To take this effect to 3 columns is extremely difficult, and doesn't look all that good from what I've seen, and won't run reliably on all browsers.

Realistically divs just don't work very well for this kind of page construction, if you care about the look of the page, you have to do all kinds of tweaks like that to get the look you want. Whereas tables work perfectly for this kind of page construction.
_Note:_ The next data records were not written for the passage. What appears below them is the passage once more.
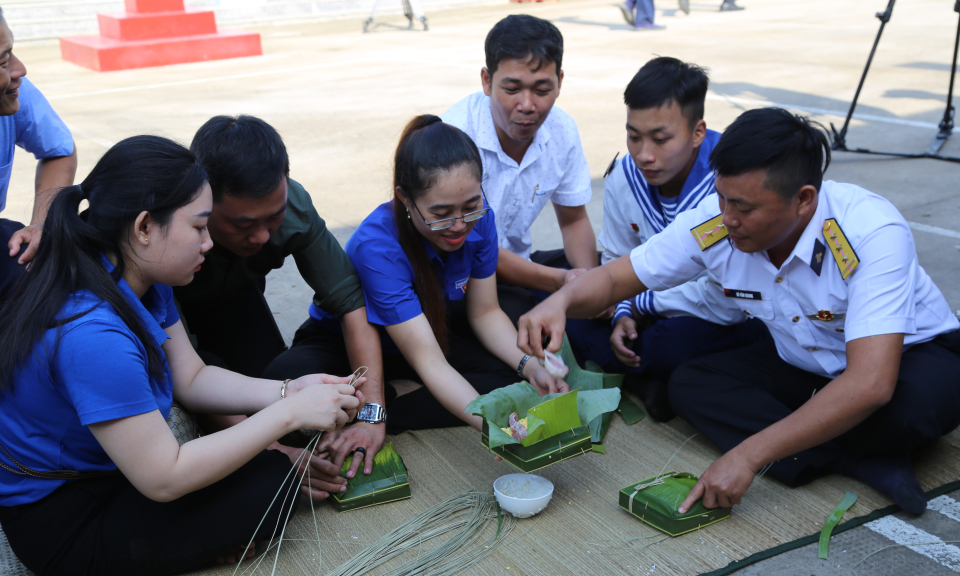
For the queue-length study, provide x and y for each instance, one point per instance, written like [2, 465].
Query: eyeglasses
[445, 223]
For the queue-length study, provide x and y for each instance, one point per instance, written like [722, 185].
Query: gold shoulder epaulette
[843, 252]
[710, 232]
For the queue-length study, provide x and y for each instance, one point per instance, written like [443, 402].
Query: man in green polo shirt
[260, 216]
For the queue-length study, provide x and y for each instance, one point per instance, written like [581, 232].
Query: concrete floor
[340, 98]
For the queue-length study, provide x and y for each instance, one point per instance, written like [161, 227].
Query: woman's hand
[310, 379]
[324, 478]
[543, 381]
[324, 406]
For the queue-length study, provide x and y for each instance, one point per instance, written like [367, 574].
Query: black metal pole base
[946, 125]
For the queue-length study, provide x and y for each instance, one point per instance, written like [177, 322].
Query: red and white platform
[156, 33]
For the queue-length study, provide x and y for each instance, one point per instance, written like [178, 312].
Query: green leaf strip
[832, 520]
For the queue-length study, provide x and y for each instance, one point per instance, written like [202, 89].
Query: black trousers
[10, 271]
[517, 301]
[239, 333]
[733, 395]
[320, 348]
[104, 526]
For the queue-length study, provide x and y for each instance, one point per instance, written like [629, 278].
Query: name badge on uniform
[744, 294]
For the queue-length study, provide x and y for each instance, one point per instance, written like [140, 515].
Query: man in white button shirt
[666, 171]
[531, 155]
[863, 368]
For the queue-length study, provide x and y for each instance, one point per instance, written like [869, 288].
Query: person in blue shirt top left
[427, 261]
[28, 121]
[93, 354]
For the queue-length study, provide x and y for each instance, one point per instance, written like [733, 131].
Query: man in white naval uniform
[666, 172]
[862, 371]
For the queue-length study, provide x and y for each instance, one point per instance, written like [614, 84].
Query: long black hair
[427, 149]
[142, 173]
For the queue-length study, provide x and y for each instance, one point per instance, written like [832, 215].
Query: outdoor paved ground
[341, 98]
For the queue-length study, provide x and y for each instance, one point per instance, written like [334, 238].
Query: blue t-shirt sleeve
[387, 279]
[102, 370]
[165, 293]
[39, 130]
[485, 258]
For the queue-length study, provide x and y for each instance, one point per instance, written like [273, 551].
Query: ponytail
[142, 173]
[427, 148]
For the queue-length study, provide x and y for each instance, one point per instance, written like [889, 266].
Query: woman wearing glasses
[426, 260]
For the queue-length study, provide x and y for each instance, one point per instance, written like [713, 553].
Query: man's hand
[29, 235]
[359, 435]
[722, 484]
[565, 276]
[622, 339]
[544, 382]
[549, 318]
[324, 478]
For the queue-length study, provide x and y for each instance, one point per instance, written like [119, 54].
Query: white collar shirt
[888, 292]
[553, 169]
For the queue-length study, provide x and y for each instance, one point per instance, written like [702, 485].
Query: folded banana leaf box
[387, 483]
[558, 425]
[543, 453]
[655, 500]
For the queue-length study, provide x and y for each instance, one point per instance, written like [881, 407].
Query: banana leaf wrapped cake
[387, 483]
[655, 502]
[531, 432]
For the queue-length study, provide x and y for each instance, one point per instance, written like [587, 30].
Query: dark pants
[319, 348]
[734, 395]
[240, 331]
[104, 526]
[10, 271]
[664, 345]
[516, 301]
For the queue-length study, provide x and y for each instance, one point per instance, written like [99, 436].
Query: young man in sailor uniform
[666, 172]
[531, 154]
[862, 369]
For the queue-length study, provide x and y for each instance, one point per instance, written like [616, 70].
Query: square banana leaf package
[593, 378]
[557, 424]
[387, 483]
[657, 504]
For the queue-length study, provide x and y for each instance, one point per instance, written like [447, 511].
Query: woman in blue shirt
[426, 261]
[93, 353]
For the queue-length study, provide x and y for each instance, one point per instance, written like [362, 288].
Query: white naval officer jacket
[811, 310]
[553, 169]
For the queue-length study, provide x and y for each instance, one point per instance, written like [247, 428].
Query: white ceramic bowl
[523, 495]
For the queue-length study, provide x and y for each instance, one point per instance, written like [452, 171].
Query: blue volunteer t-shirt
[100, 373]
[36, 128]
[387, 275]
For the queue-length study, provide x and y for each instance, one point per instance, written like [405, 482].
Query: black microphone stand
[946, 125]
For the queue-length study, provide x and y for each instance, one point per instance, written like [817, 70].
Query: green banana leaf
[591, 378]
[657, 505]
[495, 408]
[387, 483]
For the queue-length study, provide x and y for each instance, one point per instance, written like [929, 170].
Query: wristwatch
[372, 414]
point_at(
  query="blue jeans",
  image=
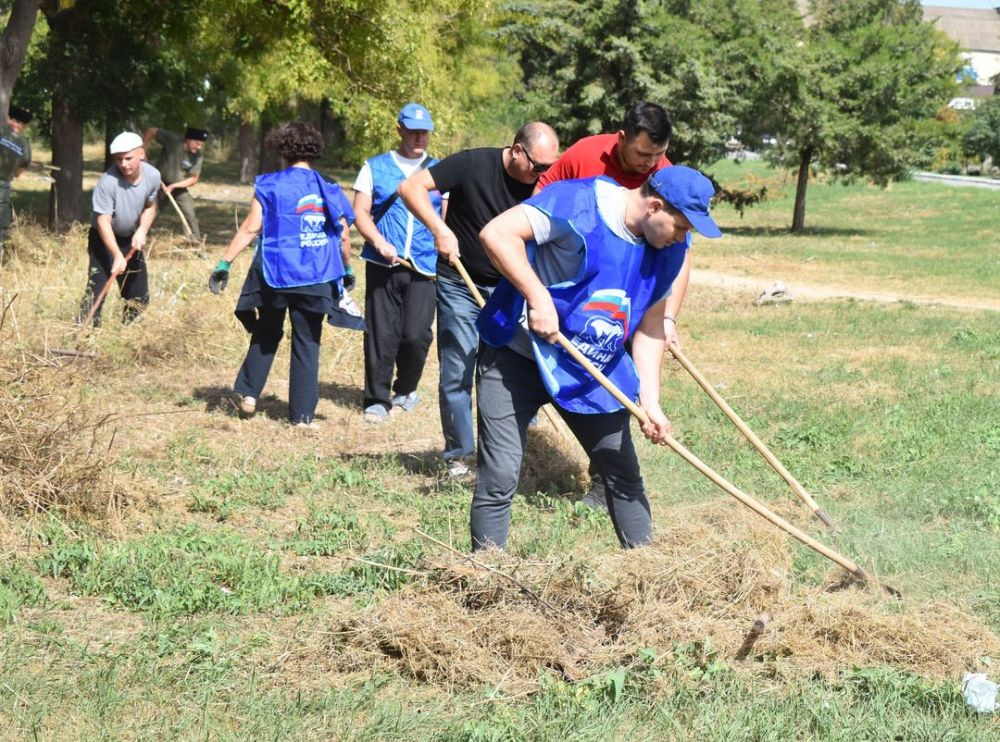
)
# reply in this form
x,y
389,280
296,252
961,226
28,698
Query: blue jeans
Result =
x,y
458,340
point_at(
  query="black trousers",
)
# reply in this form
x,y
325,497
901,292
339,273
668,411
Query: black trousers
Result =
x,y
133,284
303,375
399,311
509,392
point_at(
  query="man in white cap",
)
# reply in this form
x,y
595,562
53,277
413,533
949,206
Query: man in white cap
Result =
x,y
124,207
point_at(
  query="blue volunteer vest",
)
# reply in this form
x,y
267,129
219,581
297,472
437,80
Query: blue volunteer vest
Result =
x,y
598,310
397,222
300,239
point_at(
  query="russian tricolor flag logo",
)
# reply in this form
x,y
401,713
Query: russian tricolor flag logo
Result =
x,y
614,302
312,202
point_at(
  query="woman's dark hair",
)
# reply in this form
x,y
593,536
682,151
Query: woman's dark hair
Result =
x,y
650,118
295,142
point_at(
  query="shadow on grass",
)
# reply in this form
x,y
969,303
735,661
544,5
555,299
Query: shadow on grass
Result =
x,y
340,394
748,231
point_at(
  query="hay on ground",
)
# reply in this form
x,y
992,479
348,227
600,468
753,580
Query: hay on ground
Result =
x,y
705,583
54,453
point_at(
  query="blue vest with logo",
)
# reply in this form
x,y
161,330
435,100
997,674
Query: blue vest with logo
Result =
x,y
300,239
598,310
397,223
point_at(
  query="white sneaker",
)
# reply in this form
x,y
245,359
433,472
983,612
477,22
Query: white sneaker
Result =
x,y
376,414
406,402
460,469
248,406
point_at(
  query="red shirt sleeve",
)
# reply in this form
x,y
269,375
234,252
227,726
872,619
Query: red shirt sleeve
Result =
x,y
562,170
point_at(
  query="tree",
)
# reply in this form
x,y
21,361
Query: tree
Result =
x,y
585,63
13,45
852,87
983,137
103,62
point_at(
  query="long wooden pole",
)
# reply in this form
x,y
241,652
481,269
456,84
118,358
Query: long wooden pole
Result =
x,y
752,437
104,292
187,228
751,502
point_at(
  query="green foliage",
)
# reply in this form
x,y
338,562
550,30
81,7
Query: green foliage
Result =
x,y
983,137
849,93
327,531
182,571
384,570
585,63
364,60
18,587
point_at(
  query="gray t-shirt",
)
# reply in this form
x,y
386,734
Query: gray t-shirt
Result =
x,y
560,252
123,200
175,162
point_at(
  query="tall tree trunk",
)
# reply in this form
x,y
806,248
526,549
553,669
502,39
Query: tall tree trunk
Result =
x,y
66,198
246,152
799,216
13,46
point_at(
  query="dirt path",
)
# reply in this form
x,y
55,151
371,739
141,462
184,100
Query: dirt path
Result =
x,y
806,292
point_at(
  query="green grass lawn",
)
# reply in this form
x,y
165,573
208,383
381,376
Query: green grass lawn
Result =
x,y
202,596
912,238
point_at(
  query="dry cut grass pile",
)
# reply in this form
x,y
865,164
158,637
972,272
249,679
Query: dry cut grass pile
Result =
x,y
498,621
53,451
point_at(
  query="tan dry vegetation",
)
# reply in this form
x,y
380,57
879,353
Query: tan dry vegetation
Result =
x,y
496,620
166,379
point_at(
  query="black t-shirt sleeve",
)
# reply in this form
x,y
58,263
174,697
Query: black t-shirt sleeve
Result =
x,y
449,173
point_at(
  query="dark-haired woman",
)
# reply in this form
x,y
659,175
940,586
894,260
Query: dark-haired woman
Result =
x,y
300,223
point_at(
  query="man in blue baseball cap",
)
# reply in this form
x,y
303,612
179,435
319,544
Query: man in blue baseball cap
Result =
x,y
399,301
594,261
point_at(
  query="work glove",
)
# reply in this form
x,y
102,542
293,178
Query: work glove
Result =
x,y
219,278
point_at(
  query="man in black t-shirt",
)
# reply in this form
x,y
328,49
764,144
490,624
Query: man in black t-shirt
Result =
x,y
481,184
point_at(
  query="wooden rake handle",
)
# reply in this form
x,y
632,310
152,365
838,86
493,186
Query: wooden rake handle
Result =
x,y
751,502
764,451
412,268
187,228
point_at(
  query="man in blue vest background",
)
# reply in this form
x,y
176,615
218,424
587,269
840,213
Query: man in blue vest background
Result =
x,y
594,261
399,301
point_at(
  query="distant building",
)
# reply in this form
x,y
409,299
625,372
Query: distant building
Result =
x,y
977,32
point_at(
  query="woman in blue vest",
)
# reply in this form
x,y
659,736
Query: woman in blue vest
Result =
x,y
299,222
399,301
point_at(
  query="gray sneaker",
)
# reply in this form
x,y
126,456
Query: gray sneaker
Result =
x,y
376,414
406,402
248,406
461,469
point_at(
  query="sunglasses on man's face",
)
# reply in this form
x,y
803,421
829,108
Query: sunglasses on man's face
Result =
x,y
536,167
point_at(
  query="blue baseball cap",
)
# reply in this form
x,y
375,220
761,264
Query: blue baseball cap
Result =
x,y
415,116
690,193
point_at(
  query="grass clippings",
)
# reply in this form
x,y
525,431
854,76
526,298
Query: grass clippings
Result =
x,y
465,624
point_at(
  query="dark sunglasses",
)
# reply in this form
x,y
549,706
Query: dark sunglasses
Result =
x,y
536,167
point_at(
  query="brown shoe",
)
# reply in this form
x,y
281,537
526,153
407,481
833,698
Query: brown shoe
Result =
x,y
248,406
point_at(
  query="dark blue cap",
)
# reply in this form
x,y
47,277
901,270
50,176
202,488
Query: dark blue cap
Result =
x,y
415,116
690,193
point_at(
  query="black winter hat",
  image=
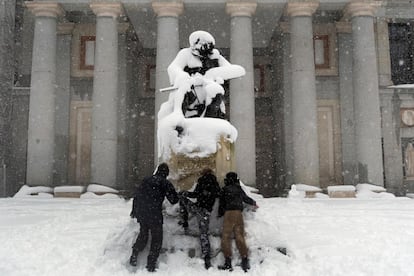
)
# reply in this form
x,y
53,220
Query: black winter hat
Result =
x,y
163,169
231,176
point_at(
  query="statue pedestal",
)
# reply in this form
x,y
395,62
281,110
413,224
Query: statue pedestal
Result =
x,y
185,170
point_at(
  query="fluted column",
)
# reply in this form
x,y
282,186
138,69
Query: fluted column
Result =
x,y
104,98
390,113
304,104
366,92
167,49
62,103
242,103
346,98
41,132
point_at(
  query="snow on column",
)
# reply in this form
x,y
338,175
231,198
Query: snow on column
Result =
x,y
242,102
304,105
366,92
41,132
167,48
104,97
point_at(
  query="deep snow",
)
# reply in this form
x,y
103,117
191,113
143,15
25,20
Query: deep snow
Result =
x,y
93,236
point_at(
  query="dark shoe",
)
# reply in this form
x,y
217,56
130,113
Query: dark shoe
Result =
x,y
151,268
226,265
184,224
133,258
207,262
245,264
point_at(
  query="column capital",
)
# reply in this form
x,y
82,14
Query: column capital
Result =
x,y
111,9
65,28
361,8
241,8
301,8
171,9
44,8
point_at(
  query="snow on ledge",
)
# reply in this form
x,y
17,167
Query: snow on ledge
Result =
x,y
92,195
26,190
307,188
69,189
341,188
96,188
402,86
369,187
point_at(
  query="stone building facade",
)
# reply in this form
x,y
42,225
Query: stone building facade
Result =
x,y
320,103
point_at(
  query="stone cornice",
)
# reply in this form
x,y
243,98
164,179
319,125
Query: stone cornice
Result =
x,y
244,8
171,9
45,8
361,8
111,9
301,8
65,28
343,27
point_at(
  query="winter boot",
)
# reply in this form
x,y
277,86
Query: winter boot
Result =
x,y
133,258
226,265
150,268
207,262
245,264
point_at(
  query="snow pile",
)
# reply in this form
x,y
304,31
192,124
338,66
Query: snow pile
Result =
x,y
26,190
372,191
198,139
69,189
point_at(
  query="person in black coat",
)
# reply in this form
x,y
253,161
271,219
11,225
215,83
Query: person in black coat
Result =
x,y
231,206
206,192
147,209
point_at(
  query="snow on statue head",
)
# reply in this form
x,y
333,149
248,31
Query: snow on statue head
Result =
x,y
201,43
191,123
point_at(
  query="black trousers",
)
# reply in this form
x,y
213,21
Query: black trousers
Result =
x,y
203,219
156,241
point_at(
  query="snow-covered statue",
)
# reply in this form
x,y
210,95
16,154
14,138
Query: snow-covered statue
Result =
x,y
190,123
198,73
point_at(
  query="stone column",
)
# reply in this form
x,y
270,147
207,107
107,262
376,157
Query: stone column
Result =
x,y
167,49
346,97
122,157
304,104
390,114
41,132
242,102
104,98
7,67
62,102
366,93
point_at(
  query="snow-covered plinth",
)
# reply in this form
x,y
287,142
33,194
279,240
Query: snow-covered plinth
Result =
x,y
69,191
341,191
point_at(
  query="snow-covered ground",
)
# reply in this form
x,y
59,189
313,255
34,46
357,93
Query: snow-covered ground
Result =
x,y
90,236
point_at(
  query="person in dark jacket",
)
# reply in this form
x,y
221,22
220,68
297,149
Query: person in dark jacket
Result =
x,y
206,192
231,206
147,209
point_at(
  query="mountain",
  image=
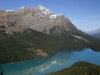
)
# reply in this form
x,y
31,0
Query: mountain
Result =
x,y
95,33
30,33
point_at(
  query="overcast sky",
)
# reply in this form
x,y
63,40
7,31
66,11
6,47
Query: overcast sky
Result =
x,y
85,14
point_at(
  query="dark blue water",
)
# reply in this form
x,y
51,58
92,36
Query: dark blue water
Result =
x,y
53,63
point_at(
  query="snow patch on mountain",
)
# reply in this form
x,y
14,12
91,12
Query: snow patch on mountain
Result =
x,y
44,10
10,10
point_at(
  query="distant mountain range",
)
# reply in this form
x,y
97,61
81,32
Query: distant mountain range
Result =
x,y
29,33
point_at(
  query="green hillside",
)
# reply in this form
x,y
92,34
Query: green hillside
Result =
x,y
79,68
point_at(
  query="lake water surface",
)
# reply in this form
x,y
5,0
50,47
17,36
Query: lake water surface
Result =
x,y
50,64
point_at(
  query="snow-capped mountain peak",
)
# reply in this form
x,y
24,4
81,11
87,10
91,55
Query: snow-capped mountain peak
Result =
x,y
22,8
43,10
10,10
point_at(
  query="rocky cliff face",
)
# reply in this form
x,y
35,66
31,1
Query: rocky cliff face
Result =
x,y
39,19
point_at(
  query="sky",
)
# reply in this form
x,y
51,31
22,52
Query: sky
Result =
x,y
84,14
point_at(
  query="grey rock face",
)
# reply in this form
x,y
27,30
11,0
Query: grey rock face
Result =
x,y
39,19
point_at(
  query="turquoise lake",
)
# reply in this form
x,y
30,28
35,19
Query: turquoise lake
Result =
x,y
59,61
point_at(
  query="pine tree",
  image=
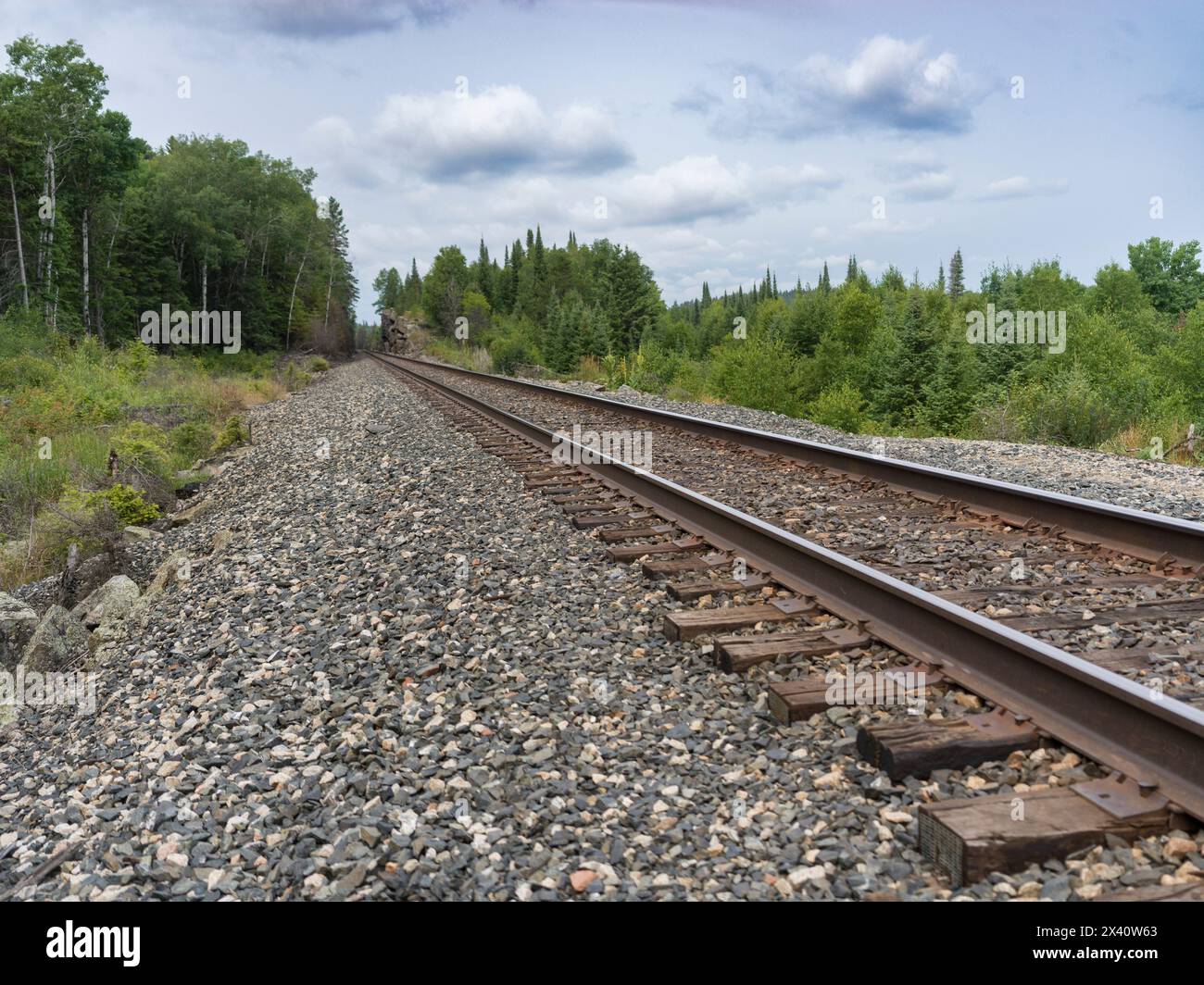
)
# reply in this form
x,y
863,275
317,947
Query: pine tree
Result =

Saying this is kind of taboo since the 'rules' say that you shouldn't use tables for page construction, but the bottom line is that if you use tables you will have no display issues at all, everything you are trying to do will work perfectly, in all browsers out there.

If you think of these tags as page construction options rather than hard and fast laws, you'll find that tables work pretty well for page layout, and have no problems of the sort you are having (in your case, if your left nav and content where contained in 2 td cells on the same row, they would automatically expand to fit the maximum height of either element, no tweaks required, no display problems in certain browsers.

That's because when they made the div specification they didn't bother checking how real web pages are made, and didn't consult designers, so the result was a tag that works extremely well for horizontal layouts, that's stacked divs, but not nearly as well for vertical layouts like columns.

I've made totally complex div based layouts, much more complicated than this, but it's totally a pain, takes much longer to create and debug, and achieves exactly zero in terms of page look or functionality. To me it's just an experiment in learning CSS, nothing more.

I've found the best use of divs is to use them pretty much as their creators intended them to be used, stacked on top of each other to create content divisions.

moltar

4:04 am on Jan 15, 2004 (gmt 0)

WebmasterWorld Senior Member 10+ Year Member



To solve the problem, I just took an image that looks like menu and tiled it vertically as a background, which now looks like my menu continues.

phoenix09

7:18 pm on Jan 15, 2004 (gmt 0)

10+ Year Member



That worked, you could do the same by just applying the correct background color to the main container div as well.